How to find Qualitative Performance Intelligence from Flight Data

by Rob Holliday on 07/16/2020

Flight data is quantitative, and its initial analysis is against pre-defined parameters. So, when we look at it, we know what happened, but not why it happened. For that we need to talk to the crew. There is, however, more that can be gleaned from that data to prepare for that conversation. The goal here is to make the flight data work for the pilots so that it is a positive learning experience. For this we need to look beyond the non-compliance with quantitative data parameters. The challenge is to find the qualitative elements. We can do this by looking at the profile preceding the event in question from the perspective of the pilot flying, pilot monitoring through the lens of the 9 ICAO/IATA pilot competencies. 

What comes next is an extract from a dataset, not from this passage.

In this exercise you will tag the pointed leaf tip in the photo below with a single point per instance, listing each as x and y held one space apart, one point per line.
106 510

Let’s take a simple hypothetical example, an unstable approach. The data points from 1000 feet will show if the company’s Standard Operating Procedures were met, quantitatively. Looking back up the descent profile could show that the aircraft was held at an intermediate level during the descent from which the distance to touchdown could clearly be seen and would not allow sufficient distance to achieve a stable approach. For this example, let’s say it was more or less a straight in approach, with no ATC delays. Looking down the descent profile, it can be seen that the speed brake was not used. The autopilot was used throughout the descent and landing gear was lowered at 1500 feet, but the aircraft still had too much speed to achieve the company stable approach criteria. You now have a richer picture of the pre-cursors to the unstable approach. So, what does that tell us?

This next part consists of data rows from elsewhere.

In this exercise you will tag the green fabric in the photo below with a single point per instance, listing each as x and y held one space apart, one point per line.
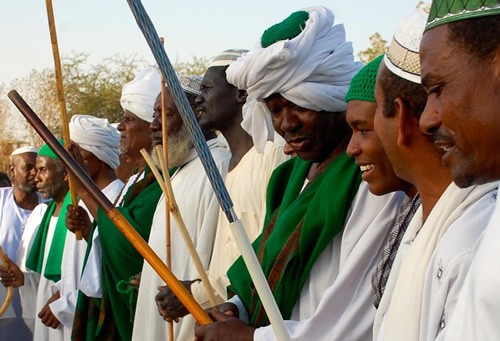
362 86
35 258
447 11
111 318
287 29
47 151
312 218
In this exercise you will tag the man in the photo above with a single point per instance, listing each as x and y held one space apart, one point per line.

The data from the lead up to the event indicates where the problem may have been solved before it happened, and this translates into the application of pilot competencies. Competencies that can be applied here are PC7 Situation Awareness and Management of Information, PC 3 Aeroplane Flight Path Management, Automation and possibly PC 6 Problem Solving and Decision Making. Then there is PC 2 Communication for the Pilot Monitoring. Lastly, for the continued unstable approach to landing, PC 1 Application of Procedures and Compliance with Regulations.  

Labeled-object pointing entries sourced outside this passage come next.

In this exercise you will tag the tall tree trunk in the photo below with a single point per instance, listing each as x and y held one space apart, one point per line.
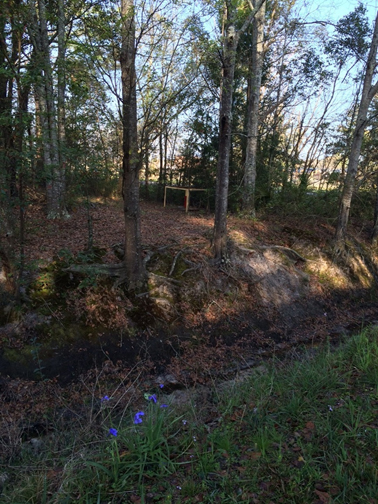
135 274
374 236
55 186
368 92
254 85
230 45
61 68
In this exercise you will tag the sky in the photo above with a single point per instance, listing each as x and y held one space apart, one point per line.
333 10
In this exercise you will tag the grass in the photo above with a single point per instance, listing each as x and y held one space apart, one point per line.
305 431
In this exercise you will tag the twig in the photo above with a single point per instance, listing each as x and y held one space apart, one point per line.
174 262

Looking at another example, a VMO exceedance of 3 knots for 3 seconds to which the pilots immediately responded and corrected the situation. No maintenance action required. Is this not a big deal? Taking a step back and looking at the event, it occurred at FL180. Looking back at the flight from top of descent we see the aircraft descended with the auto-pilot and auto throttle engaged, but the Mach target speed did not change to Indicated Airspeed at FL280.The automation maintained a constant Mach number and as a consequence the airspeed gradually increased until VMO was exceeded. Now we have a much clearer picture of the scenario to debrief the crew and possibly some great learning points. The pilot competencies that could be discussed would be PC 3 Aeroplane Flight Path Management, Automation for the pilot flying. For the pilot monitoring PC 7 Situation Awareness and Management of Information’, with the associated behaviour of monitoring and assessing the aeroplane energy state and the anticipated flight path.  

Looking at the data through the lens of the 9 pilot competencies can give more detail to your analysis and make for a much more constructive and productive debriefing. It should be added that at this point in the analysis we have not spoken to the pilots and an open mind must be maintained until that has happened. The context of the event is unknown, but we are now better equipped for that conversation, compared to just having an exceedance value to discuss.